Der Bezirksverband Marzahn bietet einmal im Jahr ein Treffen für Neupächter an. „Das dient dazu, sich auszutauschen und rechtliche Fragen zu klären. Der Schwerpunkt liegt aber im Vermitteln von gärtnerischen Inhalten. Am Anfang steht immer ein Vortrag zum richtigen Umgang mit dem Boden“, erläutert Schoppa.

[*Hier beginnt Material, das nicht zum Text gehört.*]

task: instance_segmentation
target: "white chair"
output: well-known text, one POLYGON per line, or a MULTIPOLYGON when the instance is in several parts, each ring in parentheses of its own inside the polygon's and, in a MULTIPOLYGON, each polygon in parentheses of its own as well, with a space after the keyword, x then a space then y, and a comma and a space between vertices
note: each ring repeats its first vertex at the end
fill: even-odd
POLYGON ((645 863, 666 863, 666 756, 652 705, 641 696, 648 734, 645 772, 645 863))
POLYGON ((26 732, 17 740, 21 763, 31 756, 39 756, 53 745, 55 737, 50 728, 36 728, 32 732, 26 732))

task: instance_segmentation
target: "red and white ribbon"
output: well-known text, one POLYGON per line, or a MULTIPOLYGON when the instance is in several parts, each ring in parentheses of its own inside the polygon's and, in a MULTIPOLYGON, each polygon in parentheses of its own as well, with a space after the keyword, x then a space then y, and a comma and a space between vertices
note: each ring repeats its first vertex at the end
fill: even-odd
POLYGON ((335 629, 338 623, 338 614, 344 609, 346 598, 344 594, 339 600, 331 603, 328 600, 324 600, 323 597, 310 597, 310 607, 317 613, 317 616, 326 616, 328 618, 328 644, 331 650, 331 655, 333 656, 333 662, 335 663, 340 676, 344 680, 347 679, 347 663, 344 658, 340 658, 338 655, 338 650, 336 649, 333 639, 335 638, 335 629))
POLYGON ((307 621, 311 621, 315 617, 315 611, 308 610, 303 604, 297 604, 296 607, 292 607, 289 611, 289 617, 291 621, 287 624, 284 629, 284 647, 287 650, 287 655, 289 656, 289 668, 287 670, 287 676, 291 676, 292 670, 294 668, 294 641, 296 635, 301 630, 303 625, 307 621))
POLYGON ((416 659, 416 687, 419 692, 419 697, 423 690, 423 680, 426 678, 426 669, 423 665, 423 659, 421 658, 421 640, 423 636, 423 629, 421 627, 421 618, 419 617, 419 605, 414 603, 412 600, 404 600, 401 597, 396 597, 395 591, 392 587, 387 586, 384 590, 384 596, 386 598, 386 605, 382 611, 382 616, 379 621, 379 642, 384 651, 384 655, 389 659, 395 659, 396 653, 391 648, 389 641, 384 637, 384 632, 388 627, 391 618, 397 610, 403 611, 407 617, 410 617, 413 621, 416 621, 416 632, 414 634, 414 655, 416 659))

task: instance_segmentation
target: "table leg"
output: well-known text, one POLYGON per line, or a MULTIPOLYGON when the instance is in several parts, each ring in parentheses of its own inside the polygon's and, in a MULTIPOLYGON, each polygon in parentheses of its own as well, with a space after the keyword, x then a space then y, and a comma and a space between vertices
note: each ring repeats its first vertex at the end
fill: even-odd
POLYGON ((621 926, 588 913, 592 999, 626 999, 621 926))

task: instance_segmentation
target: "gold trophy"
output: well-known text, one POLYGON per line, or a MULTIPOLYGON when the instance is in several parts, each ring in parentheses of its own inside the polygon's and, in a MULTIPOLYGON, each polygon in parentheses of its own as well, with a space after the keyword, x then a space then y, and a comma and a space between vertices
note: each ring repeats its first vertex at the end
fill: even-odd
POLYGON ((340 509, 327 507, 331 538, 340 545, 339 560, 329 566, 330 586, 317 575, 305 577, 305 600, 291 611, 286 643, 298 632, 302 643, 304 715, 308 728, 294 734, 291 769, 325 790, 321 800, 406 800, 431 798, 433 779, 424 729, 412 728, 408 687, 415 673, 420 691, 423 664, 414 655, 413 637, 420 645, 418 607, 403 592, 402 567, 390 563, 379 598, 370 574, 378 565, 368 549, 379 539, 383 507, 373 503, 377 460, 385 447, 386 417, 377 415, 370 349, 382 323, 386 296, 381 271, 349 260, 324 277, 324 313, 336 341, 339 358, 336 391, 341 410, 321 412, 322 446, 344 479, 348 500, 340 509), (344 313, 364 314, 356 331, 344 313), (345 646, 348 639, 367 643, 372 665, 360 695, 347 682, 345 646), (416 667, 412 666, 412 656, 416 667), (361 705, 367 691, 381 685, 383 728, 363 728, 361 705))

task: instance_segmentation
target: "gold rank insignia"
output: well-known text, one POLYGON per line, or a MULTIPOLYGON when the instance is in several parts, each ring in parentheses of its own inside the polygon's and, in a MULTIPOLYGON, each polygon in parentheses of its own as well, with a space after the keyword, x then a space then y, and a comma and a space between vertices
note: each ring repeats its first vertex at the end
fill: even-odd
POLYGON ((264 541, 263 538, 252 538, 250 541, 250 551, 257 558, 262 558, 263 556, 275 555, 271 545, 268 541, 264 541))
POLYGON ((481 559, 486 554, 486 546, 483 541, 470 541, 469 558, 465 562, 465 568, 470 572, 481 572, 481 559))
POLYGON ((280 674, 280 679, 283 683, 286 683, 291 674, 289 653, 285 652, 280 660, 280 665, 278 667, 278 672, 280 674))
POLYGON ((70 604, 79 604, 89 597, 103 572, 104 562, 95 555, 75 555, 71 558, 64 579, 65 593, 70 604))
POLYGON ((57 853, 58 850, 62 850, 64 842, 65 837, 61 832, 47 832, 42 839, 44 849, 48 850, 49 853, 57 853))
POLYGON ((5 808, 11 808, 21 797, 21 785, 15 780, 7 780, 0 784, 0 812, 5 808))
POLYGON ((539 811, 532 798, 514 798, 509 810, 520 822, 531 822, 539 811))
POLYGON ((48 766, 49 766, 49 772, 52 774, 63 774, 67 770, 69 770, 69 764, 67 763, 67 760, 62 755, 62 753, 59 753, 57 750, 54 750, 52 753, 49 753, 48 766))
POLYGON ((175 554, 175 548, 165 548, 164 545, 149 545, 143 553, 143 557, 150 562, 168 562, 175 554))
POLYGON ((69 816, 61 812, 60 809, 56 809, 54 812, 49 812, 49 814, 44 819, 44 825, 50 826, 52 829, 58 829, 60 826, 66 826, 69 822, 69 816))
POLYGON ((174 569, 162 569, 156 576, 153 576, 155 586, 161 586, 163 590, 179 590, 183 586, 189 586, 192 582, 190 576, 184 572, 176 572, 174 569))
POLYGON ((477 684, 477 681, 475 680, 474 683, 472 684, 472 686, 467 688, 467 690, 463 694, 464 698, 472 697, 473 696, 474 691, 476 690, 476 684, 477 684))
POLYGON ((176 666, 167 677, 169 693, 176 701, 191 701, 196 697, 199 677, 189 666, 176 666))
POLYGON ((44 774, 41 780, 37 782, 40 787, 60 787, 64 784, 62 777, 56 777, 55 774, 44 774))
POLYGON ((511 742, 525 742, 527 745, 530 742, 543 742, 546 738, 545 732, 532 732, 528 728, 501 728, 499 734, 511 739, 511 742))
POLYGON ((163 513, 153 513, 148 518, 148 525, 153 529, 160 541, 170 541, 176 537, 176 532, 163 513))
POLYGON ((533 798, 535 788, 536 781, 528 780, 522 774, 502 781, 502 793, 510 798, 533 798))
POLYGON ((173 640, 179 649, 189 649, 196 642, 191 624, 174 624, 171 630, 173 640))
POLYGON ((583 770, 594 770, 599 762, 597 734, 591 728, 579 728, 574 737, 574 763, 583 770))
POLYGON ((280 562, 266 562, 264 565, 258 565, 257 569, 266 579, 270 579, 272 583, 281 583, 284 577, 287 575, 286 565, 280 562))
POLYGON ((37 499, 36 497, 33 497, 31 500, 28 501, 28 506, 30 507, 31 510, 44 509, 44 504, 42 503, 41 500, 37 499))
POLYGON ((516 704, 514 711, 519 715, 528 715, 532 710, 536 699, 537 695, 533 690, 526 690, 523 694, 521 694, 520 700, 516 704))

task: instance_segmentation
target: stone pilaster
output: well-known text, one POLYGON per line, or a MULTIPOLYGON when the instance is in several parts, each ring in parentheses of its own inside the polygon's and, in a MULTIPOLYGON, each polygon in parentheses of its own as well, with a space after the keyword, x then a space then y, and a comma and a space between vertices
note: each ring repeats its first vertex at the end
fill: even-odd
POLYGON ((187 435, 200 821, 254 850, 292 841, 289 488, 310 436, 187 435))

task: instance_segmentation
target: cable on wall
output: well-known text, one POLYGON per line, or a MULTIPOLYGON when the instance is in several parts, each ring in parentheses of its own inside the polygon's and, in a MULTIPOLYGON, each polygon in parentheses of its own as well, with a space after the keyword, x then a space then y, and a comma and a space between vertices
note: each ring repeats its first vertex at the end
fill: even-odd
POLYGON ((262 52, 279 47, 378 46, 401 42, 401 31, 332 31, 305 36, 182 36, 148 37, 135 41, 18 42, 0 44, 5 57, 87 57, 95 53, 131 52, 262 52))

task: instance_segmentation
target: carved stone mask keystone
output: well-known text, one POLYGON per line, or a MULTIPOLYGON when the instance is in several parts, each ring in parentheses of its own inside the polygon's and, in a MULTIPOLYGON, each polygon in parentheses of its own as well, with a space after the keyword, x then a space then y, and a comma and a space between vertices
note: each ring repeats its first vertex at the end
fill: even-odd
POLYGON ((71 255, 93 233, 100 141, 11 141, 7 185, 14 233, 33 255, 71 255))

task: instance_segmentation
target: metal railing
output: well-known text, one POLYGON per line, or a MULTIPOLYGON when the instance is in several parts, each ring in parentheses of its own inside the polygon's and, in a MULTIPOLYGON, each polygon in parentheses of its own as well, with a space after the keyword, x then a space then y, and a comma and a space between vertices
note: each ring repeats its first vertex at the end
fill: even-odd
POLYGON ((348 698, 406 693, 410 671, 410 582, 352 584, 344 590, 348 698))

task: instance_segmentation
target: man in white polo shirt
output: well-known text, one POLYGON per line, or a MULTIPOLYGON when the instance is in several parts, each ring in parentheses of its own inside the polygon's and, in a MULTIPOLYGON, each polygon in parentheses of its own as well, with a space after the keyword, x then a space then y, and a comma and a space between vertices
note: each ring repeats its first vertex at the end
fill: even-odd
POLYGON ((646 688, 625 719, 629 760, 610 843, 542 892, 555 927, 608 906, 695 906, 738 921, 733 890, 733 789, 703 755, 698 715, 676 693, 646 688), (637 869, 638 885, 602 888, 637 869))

In Marzahn legt man auch Wert darauf, dass die Fachberater die Neupächter gut beraten, damit Anbaufehler nicht dazu führen, dass die Neuen aus Enttäuschung wieder aufgeben. Das ist wichtig, da gerade am Anfang viele Neulinge falsche Vorstellungen haben. „Das ist alles viel Arbeit, viele denken, dass man da jeden Tag vor der schicken Laube grillt und dahinter der Kohlrabi von selbst wächst“, so Hanssen. „Das man das alles pflegen muss, ist den meisten nicht klar.“
Wilde Wiese statt Schnur
Oft sind da die Nachbarn die ersten Ansprechpartner. „Unsere Nachbarn waren sehr nett, haben uns viel geholfen. Ich habe aber auch Bekannte, die sich mit ihren Nachbarn nicht so gut verstehen“, schildert Hanssen. „Die wollen halt, dass man seinen Garten in Ordnung hält. Was das bedeutet, darüber gehen die Meinungen auseinander. Mit der wilden Wiese im Naturgarten kann halt nicht jeder etwas anfangen.“
Auch in Berlin gibt es manchmal Konflikte um die Bewirtschaftung. „Der Trend geht weg vom rechteckigen Beet, man gärtnert nicht mehr mit der Schnur. Es werden z.B. vermehrt Kräuter angebaut, die einige für Unkräuter halten. Die Neupächter betreiben aber bewussten öko-logischen Anbau“, so Schoppa. Viele der jungen Kleingärtner sind mit ihrer „verwilderten“ Parzelle oft auch näher an der kleingärtnerischen Nutzung, da sie wieder mehr Obst und Gemüse anbauen.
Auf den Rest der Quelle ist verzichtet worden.